As China Guy said, last night I whipped up some fried bacon sandwiches on whiteboy processed bread (not very Asian), and used the chopsticks to cook the bacon. Absolutely perfect for frying many things as they give precise control to a far better degree than a spatula or tongs, and they don’t scratch the teflon.

Chopsticks are also great for when you’re assembling something and you drop a vital but tiny screw down into a gap which is too small for your fingers. My wife has a huge pair of cooking chopsticks (about 15" long) which are great for many non-cooking applications.
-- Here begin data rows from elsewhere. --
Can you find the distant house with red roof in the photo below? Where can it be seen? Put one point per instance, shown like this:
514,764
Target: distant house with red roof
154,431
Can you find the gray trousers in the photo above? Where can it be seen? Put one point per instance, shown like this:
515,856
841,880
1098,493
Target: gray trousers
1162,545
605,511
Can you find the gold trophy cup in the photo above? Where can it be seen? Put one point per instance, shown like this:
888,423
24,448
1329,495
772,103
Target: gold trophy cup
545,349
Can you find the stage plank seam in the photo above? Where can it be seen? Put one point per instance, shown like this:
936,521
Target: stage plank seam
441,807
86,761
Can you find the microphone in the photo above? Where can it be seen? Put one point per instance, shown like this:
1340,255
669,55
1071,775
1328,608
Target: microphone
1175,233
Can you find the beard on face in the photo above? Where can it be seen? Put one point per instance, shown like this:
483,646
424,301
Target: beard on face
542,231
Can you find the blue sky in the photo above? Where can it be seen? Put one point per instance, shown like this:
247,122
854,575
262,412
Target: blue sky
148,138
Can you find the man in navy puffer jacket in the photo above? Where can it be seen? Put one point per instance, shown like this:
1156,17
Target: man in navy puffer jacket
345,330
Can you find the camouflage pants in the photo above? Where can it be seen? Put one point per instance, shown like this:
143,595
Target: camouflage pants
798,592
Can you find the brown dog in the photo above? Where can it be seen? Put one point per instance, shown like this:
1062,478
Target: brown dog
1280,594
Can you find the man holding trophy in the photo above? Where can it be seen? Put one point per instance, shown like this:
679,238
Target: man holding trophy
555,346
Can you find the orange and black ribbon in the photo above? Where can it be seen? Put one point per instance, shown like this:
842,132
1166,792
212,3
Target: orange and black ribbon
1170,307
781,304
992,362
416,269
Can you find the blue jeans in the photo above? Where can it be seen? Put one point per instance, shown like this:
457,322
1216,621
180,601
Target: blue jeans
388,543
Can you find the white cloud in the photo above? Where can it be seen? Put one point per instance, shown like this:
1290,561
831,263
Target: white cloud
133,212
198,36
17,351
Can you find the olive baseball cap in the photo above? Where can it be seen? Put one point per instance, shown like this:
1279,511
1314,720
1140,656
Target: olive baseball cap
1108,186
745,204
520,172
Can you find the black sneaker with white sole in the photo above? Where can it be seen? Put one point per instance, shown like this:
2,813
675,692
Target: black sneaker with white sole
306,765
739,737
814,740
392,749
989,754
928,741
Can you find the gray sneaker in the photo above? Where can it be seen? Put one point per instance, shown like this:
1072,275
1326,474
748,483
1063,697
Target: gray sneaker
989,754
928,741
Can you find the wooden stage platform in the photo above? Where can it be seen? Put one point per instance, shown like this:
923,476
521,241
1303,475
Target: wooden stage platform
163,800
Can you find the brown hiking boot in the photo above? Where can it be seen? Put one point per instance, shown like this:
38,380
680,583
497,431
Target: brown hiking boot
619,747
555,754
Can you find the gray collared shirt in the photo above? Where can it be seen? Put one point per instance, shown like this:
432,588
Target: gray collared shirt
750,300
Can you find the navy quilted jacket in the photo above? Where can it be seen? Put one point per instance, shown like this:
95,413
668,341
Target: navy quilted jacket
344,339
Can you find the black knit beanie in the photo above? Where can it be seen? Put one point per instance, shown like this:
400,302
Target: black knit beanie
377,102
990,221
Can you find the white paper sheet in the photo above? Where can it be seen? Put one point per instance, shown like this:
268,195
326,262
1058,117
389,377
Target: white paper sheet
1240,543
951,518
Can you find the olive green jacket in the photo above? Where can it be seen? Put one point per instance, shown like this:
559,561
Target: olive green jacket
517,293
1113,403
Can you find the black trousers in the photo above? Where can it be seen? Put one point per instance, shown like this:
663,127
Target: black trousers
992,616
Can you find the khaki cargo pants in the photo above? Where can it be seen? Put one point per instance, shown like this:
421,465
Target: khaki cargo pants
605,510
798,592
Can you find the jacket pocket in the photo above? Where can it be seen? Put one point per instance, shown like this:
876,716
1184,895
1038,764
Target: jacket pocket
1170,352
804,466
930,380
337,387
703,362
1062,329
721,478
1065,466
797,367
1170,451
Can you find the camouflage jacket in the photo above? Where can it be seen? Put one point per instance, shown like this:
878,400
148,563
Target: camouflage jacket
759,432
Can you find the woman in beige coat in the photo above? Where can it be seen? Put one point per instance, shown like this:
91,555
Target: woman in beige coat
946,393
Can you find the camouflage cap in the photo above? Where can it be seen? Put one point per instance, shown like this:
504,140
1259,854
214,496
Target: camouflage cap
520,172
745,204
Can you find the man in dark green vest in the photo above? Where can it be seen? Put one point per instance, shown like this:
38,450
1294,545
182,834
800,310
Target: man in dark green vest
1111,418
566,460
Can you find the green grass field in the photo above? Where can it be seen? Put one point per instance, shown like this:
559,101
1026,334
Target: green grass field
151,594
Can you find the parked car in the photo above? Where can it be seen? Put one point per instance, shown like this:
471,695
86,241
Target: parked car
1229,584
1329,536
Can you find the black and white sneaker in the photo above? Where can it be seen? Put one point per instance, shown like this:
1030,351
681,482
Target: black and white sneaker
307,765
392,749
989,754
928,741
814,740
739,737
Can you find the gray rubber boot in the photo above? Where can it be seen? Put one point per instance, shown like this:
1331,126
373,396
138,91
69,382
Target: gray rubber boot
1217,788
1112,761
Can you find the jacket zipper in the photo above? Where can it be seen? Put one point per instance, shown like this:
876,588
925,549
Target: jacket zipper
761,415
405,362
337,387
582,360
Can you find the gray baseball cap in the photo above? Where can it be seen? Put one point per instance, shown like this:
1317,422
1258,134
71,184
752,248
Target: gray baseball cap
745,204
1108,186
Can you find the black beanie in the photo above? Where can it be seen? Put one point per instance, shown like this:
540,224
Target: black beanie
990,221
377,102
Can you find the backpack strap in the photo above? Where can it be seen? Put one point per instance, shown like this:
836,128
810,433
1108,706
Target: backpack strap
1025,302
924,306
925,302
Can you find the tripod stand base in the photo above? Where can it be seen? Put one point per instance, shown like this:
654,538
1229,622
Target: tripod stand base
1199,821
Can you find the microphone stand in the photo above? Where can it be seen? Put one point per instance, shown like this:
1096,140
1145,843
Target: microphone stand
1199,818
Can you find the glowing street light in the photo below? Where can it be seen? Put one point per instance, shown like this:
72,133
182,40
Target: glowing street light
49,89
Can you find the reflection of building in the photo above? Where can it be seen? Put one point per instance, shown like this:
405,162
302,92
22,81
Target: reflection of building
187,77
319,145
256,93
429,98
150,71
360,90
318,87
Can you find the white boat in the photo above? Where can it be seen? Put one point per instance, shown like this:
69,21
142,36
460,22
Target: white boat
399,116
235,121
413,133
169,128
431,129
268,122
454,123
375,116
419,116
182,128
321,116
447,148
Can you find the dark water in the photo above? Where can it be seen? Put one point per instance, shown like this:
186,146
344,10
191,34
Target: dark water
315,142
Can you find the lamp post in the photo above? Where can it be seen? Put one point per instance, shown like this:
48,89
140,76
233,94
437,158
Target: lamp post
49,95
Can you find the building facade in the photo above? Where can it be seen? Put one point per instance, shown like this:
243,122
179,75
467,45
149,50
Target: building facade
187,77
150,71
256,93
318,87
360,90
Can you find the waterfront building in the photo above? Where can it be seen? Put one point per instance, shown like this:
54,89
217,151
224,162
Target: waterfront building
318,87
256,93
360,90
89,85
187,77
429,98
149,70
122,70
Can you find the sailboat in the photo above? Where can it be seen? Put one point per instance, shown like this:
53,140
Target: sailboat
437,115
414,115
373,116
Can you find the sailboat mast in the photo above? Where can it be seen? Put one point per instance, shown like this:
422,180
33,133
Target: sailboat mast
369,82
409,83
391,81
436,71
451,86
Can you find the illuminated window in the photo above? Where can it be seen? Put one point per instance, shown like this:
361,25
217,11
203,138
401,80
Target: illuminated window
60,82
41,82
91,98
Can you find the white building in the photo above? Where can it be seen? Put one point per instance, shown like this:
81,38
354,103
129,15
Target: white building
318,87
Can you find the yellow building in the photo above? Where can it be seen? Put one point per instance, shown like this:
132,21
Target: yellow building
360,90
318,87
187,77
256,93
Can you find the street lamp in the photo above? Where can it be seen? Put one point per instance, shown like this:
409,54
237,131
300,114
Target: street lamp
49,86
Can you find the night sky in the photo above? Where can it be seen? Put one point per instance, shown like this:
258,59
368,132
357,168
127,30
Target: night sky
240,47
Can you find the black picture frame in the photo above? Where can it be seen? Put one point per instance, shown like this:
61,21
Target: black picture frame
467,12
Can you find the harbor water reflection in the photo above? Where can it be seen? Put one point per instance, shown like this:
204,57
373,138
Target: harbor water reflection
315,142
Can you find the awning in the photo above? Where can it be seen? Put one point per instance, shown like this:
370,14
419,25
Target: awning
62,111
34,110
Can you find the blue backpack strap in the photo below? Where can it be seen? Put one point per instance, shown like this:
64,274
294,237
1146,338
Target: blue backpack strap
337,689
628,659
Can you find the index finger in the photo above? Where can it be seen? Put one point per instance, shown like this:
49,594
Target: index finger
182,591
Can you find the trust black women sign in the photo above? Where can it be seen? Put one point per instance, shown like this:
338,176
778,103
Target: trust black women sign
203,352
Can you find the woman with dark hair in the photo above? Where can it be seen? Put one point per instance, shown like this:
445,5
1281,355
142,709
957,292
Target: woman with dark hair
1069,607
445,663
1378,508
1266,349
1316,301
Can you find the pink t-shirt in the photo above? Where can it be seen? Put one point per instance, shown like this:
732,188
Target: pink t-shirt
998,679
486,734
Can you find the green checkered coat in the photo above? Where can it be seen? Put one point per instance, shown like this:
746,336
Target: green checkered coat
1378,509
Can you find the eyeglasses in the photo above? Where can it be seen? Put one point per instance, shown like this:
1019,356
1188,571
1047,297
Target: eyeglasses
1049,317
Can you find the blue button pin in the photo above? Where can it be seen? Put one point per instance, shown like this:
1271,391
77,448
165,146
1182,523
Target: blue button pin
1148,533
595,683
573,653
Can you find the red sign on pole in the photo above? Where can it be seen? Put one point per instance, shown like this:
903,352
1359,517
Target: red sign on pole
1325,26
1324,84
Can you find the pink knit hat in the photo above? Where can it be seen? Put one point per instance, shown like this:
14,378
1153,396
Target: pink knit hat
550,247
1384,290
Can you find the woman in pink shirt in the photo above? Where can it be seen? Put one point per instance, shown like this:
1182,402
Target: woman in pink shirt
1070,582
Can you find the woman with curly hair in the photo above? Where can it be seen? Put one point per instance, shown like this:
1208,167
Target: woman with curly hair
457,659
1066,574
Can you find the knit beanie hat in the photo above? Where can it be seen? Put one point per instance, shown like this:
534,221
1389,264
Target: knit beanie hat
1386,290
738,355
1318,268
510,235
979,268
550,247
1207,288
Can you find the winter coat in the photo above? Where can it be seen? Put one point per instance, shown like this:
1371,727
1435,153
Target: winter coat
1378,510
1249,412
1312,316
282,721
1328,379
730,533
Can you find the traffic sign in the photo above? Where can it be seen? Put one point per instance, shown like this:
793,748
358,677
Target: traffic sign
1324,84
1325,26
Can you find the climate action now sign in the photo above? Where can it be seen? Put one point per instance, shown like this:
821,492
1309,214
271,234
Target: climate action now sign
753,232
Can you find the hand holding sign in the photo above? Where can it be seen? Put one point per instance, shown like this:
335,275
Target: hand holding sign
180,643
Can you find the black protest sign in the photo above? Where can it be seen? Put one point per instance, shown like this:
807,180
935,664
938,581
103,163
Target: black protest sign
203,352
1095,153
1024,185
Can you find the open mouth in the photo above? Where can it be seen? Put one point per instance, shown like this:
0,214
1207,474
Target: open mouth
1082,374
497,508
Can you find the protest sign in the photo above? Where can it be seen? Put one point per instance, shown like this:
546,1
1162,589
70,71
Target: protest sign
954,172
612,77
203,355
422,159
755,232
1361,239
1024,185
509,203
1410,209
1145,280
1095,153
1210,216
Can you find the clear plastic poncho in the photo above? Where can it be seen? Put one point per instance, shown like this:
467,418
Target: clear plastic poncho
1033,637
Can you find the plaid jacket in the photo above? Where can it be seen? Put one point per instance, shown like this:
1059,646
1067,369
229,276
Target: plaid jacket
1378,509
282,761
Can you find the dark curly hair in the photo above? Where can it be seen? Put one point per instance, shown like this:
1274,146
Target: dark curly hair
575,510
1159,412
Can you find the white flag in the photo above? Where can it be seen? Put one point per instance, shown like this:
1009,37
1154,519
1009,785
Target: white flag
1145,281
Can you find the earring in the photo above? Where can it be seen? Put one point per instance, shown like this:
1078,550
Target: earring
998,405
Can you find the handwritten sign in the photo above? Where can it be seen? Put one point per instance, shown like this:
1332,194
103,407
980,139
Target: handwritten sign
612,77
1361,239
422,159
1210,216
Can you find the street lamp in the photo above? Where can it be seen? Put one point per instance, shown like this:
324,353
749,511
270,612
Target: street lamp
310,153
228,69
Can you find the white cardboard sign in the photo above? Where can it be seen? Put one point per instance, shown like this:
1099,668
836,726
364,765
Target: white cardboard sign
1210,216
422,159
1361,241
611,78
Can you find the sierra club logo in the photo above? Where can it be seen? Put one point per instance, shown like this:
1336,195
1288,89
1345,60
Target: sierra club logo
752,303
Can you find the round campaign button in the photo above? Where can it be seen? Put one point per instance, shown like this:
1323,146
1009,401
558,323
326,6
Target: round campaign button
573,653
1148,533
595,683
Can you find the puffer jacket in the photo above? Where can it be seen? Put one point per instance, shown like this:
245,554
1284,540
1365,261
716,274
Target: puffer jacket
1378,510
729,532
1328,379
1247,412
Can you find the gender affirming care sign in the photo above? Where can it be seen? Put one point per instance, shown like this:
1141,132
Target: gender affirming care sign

Well, I’m not sure which was “proper European manners” first, but I do know that when I was a boy my mother would sternly correct my poor table manners: no elbows on the table, no talking with your mouth full, keep napkin in lap, cough or sneeze away from the table, and only bring food to your mouth with your right hand. She was raised in a very prim and proper Southern aristocratic household in a small town on the Savannah river in Georgia.

So, I was taught to put down the knife, and use the fork in my right hand to bring cut food to my mouth. Presumably, these “proper” manners were brought over from England in the colonial days, and didn’t change much during the Plantation era.

However, when I grew up, went to college, and learned that the “proper European” way to eat steak is to use the left hand to bring a cut morsel to the mouth, and make sure the bottom of the fork points away from your face, well, I abandoned my “proper American” steak habits lickety-split.

But of course, when I also learned that the proper way to eat soup in Japan is to pick up the bowl with both hands and slurp it loudly, I promptly adopted that mannerism with much gusto as well. :smiley:

Forks didn’t come into general use until well after the English settlement of America. Indeed, for many years the church opposed the use of forks, asserting that god preferred people to use their god-given fingers. That’s the reason for the divergence between American and European use – they were introduced separately to the two continents and the etiquette developed independently.